For instance, depending on the type of consumer contract violation that occurred, the contract could be declared null and void. This means that the contract will immediately become invalid without the need for further analysis. In some cases, a court may decide that only certain portions of the contract are invalid or that the contract is voidable, not void. Regardless, void and voidable contracts must be either cancelled or redrafted.

Some other types of consequences that may arise from violation of a consumer contract include:

  • Monetary damages;
  • Civil and criminal fines (e.g., for fraud); and/or
  • An injunction to do or refrain from doing some action promised under the contract. 

Lastly, it is important to note that consumer contracts are regulated by both federal and state consumer laws. Thus, a defendant in a consumer contract case can receive two separate sets of penalties, depending on the facts of their case and which laws apply. 

Do I Need a Lawyer for a Consumer Contract?

One issue that frequently comes up when dealing with consumer contracts is that a consumer party might not even be aware of the fact that their rights have been violated because these contracts are often so complex. Consequently, by the time a consumer has discovered the violation, it may be too late to file a contract claim. Thus, it is strongly recommended that you speak to a local contract attorney before signing a consumer contract.

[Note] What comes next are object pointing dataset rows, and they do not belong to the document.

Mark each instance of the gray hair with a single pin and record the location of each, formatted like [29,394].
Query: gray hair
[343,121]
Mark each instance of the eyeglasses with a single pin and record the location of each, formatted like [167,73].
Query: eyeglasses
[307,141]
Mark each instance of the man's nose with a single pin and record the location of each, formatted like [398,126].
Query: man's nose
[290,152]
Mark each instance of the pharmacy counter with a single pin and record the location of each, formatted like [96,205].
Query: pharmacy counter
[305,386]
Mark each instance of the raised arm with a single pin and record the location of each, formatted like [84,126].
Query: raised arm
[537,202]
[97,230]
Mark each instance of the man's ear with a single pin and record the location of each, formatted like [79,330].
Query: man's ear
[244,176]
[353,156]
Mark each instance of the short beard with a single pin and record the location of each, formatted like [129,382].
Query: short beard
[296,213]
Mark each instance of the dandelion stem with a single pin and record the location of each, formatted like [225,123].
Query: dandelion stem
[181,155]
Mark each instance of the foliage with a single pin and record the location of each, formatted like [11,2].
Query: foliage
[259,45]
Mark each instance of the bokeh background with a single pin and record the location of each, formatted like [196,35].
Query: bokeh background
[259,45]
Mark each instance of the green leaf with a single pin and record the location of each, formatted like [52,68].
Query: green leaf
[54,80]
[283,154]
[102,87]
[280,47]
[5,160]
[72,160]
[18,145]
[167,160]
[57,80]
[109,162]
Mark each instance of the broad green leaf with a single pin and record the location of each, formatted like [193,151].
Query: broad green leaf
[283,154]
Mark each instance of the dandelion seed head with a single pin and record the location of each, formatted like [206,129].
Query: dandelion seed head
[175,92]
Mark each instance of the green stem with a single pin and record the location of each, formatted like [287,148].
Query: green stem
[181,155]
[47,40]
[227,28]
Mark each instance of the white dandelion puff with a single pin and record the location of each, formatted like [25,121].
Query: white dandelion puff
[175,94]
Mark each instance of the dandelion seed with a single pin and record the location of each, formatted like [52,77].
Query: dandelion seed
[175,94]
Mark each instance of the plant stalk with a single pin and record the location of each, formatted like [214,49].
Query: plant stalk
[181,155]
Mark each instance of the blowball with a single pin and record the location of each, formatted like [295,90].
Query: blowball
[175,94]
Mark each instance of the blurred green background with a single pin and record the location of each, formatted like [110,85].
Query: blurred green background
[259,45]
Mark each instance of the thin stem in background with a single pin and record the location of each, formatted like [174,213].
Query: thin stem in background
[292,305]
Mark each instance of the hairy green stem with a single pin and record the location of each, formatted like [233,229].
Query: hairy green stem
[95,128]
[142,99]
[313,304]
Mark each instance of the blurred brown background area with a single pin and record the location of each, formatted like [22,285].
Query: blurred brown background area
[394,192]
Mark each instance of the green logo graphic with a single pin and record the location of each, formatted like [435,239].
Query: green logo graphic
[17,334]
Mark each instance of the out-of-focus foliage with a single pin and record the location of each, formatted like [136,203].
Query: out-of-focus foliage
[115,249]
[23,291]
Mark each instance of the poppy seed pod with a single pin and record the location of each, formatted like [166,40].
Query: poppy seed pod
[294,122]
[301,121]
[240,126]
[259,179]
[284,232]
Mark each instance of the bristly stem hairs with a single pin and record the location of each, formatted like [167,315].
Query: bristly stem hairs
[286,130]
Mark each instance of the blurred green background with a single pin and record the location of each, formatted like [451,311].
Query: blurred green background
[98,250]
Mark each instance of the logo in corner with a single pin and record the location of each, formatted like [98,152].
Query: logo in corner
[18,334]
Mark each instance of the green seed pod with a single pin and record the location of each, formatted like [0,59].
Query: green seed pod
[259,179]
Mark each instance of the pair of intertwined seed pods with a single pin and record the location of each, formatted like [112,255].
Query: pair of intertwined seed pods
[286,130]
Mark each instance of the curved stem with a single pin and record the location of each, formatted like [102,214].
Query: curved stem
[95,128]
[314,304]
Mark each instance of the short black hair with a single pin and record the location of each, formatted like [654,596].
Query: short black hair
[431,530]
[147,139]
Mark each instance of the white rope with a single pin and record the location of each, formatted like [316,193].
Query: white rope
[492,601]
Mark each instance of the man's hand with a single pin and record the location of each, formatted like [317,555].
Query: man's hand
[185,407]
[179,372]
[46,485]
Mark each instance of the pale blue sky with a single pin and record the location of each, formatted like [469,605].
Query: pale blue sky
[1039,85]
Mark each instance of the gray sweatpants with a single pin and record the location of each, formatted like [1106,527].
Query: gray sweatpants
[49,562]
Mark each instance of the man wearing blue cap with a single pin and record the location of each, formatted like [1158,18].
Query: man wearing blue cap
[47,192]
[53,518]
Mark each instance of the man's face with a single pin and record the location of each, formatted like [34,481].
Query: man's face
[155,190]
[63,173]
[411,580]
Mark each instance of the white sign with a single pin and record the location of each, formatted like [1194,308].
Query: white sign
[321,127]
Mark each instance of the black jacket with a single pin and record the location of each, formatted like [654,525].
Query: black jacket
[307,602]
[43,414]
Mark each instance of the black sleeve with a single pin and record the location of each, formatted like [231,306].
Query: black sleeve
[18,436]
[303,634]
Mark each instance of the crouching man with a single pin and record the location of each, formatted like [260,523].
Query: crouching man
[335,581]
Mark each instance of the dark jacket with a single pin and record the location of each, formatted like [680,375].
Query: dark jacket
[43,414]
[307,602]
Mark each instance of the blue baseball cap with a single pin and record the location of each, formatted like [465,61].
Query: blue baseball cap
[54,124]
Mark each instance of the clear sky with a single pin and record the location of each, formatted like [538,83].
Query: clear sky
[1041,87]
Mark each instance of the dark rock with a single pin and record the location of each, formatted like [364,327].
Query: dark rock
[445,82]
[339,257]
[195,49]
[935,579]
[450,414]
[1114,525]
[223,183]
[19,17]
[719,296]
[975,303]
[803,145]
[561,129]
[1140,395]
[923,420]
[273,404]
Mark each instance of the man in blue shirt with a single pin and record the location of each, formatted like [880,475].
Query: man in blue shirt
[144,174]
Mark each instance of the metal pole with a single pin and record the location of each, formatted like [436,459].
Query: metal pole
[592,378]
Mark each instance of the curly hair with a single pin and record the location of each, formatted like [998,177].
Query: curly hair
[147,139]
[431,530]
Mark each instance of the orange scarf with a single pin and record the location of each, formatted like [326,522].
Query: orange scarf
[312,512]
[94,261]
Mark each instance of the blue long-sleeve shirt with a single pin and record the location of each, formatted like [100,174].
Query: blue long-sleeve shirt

An experienced contract attorney can review the terms of your consumer contract and make sure that you are not signing away important legal rights. Additionally, your lawyer can explain the meaning of each clause in the contract as well as can ensure that you properly fulfill any obligations you may have agreed to under the contract. 

Finally, your lawyer can help you file a lawsuit in the appropriate court, prepare other necessary legal documents for your case, and provide representation in court if necessary.